By 4pm yesterday, 968 of the 3,000 tickets for 1 January remained unsold.
The New Millennium Experience Company (NMEC) said: "The first ticket sold [to the public] for the Dome was at a National Lottery outlet in Stepney, East London, just before 6am. The second was in Bungay, Suffolk."
Lord Falconer of Thoroton, the Cabinet Office minister in charge of the pounds 758 million attraction, said the entry prices were "extremely reasonable". Single tickets cost pounds 20 and family tickets pounds 57.
He said that the prices reflected the quality of the "experience" on offer, responding to Liberal Democrat spokesman Norman Baker.
Mr Baker had said: "If the Millennium Dome is anything, it should be access for all and the price they are setting is effectively cutting people out and discouraging those with lower incomes."
Tickets are on sale for visits from January to March 2000. The rest will go on sale after Christmas.
Millennium Dome organisers have promised visitors will not experience long queues.

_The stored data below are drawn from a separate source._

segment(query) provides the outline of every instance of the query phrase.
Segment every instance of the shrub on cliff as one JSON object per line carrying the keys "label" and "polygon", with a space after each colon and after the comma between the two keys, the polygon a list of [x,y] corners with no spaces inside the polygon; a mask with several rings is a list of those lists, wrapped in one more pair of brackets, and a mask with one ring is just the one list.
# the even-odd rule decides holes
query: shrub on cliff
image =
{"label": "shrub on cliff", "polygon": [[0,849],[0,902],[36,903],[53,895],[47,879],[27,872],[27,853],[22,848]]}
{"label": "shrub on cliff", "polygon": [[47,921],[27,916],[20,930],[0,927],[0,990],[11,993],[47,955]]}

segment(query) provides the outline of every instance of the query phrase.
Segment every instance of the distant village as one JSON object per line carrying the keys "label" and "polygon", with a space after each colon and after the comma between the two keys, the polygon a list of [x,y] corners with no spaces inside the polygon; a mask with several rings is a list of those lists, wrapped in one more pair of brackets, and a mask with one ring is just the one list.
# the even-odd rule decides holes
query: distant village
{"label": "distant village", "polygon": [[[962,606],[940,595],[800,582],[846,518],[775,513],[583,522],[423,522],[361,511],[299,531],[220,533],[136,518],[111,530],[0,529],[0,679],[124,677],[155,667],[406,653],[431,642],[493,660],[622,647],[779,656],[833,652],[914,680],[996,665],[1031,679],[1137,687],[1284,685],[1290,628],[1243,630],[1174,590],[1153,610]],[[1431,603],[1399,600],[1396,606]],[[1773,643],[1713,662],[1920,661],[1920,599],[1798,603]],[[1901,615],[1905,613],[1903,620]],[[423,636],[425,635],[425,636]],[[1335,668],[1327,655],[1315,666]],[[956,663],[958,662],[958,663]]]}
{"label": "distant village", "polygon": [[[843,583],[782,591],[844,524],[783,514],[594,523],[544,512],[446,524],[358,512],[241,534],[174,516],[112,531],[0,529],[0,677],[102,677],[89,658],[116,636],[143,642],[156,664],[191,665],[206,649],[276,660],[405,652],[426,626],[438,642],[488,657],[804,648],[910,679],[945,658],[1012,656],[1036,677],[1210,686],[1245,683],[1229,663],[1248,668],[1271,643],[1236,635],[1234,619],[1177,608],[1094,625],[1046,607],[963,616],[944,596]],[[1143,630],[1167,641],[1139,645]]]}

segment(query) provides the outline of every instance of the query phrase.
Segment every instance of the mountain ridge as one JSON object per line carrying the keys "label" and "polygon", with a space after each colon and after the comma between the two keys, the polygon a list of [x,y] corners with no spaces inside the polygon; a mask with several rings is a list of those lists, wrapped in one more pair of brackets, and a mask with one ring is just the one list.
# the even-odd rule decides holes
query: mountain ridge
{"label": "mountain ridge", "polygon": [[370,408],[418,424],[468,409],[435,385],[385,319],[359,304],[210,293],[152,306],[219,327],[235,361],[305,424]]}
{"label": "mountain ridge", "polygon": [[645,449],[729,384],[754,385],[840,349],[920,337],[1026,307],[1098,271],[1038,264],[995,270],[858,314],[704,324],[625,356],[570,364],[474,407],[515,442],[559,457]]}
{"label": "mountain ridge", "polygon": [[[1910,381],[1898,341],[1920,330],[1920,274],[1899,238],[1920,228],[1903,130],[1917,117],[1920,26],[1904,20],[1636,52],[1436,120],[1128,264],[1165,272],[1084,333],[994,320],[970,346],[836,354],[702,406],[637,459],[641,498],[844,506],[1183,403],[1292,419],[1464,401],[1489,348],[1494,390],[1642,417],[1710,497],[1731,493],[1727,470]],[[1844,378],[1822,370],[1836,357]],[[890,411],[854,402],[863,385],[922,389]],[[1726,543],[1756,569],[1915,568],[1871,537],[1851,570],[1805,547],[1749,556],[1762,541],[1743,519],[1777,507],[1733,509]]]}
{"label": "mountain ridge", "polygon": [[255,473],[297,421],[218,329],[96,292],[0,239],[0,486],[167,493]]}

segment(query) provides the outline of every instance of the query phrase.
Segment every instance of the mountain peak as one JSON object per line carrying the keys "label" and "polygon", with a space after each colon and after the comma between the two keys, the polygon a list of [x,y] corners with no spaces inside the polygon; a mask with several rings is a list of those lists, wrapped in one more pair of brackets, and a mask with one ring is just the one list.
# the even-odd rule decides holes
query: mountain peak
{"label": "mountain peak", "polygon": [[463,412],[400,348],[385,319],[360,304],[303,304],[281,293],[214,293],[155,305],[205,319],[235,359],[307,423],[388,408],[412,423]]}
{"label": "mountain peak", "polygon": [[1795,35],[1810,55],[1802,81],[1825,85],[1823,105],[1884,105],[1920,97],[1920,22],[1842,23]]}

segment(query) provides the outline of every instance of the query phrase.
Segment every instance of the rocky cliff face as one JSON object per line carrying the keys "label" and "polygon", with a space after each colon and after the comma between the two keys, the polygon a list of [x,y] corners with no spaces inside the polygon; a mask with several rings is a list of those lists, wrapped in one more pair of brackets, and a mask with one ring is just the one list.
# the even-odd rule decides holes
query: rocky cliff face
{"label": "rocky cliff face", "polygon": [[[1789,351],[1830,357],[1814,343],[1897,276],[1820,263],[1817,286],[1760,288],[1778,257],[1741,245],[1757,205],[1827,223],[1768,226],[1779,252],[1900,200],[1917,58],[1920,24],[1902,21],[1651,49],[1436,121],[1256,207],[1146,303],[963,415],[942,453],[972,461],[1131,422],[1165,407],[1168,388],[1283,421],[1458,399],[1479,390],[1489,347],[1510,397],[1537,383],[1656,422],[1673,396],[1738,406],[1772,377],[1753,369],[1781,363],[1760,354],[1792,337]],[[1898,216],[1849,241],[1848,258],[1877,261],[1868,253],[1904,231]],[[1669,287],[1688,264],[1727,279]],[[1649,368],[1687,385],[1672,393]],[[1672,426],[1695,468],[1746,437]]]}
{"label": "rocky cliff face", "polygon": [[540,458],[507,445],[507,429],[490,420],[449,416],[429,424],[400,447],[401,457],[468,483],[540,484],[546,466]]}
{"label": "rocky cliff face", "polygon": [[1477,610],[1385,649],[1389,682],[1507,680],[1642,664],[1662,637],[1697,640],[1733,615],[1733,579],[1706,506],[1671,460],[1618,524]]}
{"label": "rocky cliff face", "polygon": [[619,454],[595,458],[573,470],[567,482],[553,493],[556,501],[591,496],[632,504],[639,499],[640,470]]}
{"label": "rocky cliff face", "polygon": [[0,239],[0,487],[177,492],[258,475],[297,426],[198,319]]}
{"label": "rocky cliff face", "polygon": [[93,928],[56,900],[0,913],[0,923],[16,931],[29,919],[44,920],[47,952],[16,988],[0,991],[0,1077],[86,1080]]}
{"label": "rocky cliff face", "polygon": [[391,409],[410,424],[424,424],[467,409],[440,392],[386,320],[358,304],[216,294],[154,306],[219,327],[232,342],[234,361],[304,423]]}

Speaking inside the dome, Jennie Page, NMEC's chief executive said: "We will be using the most advanced visitor management techniques to make sure people don't feel they have to stand in line."
Ms Page said many other visitor attractions operated on 70 per cent of full capacity and some "regarded queuing as a good thing".
But the Dome had been designed to operate comfortably at 100 per cent capacity, with 35,000 tickets every day expected to be sold for off-peak periods and 55,000 for peak periods such as school holidays and the first weeks in January.
Sales took place through all four routes open to members of the public wanting to buy a ticket - National Lottery outlets, through the Internet, by calling the Dome ticket line or simply buying at railway and bus stations.